The notebook is in beta mode so issue reports and suggestions are welcome! 

# 1. Setup

If you don't already have one, obtain a Github Personal Access Token using the steps [here](https://docs.github.com/en/authentication/keeping-your-account-and-data-secure/creating-a-personal-access-token).

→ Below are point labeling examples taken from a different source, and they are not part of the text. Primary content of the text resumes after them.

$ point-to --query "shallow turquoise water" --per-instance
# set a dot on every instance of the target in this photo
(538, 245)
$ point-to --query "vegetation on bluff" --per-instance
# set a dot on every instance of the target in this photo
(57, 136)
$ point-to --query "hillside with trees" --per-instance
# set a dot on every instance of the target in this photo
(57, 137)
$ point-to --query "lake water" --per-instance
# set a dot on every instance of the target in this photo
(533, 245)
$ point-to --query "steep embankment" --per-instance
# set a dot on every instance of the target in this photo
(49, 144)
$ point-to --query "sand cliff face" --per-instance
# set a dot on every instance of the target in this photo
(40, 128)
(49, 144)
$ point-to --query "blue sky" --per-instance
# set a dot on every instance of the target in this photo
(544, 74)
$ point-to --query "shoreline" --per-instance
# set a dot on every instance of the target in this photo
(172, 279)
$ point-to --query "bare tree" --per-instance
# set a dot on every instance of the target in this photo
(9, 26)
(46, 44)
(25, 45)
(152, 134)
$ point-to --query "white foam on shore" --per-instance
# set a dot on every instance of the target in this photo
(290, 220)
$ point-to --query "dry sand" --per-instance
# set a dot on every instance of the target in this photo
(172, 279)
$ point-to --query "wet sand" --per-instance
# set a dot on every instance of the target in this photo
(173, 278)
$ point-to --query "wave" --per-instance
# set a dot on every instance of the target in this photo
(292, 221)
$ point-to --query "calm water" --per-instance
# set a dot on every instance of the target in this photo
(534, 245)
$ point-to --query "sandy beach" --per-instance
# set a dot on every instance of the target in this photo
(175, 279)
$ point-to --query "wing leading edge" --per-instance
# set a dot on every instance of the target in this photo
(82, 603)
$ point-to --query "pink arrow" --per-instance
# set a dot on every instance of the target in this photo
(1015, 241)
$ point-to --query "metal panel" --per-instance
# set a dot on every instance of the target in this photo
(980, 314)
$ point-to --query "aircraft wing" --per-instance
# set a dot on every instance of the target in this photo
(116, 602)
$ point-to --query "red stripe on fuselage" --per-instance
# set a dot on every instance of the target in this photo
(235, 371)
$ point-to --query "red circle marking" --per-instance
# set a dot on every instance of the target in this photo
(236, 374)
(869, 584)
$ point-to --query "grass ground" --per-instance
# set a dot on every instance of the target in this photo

Save this token somewhere private.

In [None]:
email = input("Github email: ")
username = input("Github username: ")

!git config --global user.email $username
!git config --global user.name $email

from getpass import getpass
token = getpass('Github Personal Access Token:')
!git clone https://$username:$token@github.com/nasaharvest/crop-mask.git
%cd crop-mask

In [None]:
# Install required packages
!pip install \
    dvc==1.11.16 \
    rasterio==1.2.10 \
    geopandas==0.9.0 \
    pytorch-lightning==0.7.1 \
    wandb \
    cropharvest==0.3.0 \
    pyyaml==5.4.1 \
    -q

In [None]:
# Verify that basic unit tests pass
!python -m unittest

In [None]:
# Login to wandb for tracking model runs
!wandb login

In [None]:
# Login to Google Cloud, you must have access to bsos-geog-harvest1 project to download data
from google.colab import auth
auth.authenticate_user()

# 2. Download latest data

In [None]:
# Pull in latest training data
!dvc pull data/models -q
!dvc pull data/processed -q
!dvc pull data/compressed_features.tar.gz -q
!cd data && tar -xzf compressed_features.tar.gz

In [None]:
# Available datasets for training and evaluation
!cat data/datasets.txt

# 3. Train model
![model](https://github.com/nasaharvest/crop-mask/blob/master/assets/models.png?raw=true)

In [None]:
from src.bboxes import bboxes
# A bounding box tells the model which area to focus on
bboxes

In [None]:
##################################################################
# START: Configuration (edit below code)
##################################################################
selected_bbox = bboxes["East_Africa"]
model_name = "my_first_model"
eval_datasets = "Kenya,Rwanda,Uganda,Tanzania_CEO_2019"
##################################################################
# END: Configuration
##################################################################

In [None]:
# Train a new model (may take up to 30 minutes)
!python scripts/model_train.py \
    --min_lon {selected_bbox.min_lon} \
    --max_lon {selected_bbox.max_lon} \
    --min_lat {selected_bbox.min_lat} \
    --max_lat {selected_bbox.max_lat} \
    --model_name {model_name} \
    --eval_datasets {eval_datasets} \
    --max_epochs 7

# 4. Pushing the model to the repository

In [None]:
!dvc commit data/models.dvc      # Saves model to repository
!dvc push data/models            # Uploads model to remote storage 

In [None]:
# Push changes to github
!git checkout -b'$model_name'
!git add .
!git commit -m 'Trained new: $model_name'
!git push --set-upstream origin "$model_name"

Create a Pull Request so the model can be merged into the master branch. When the branch is merged into master.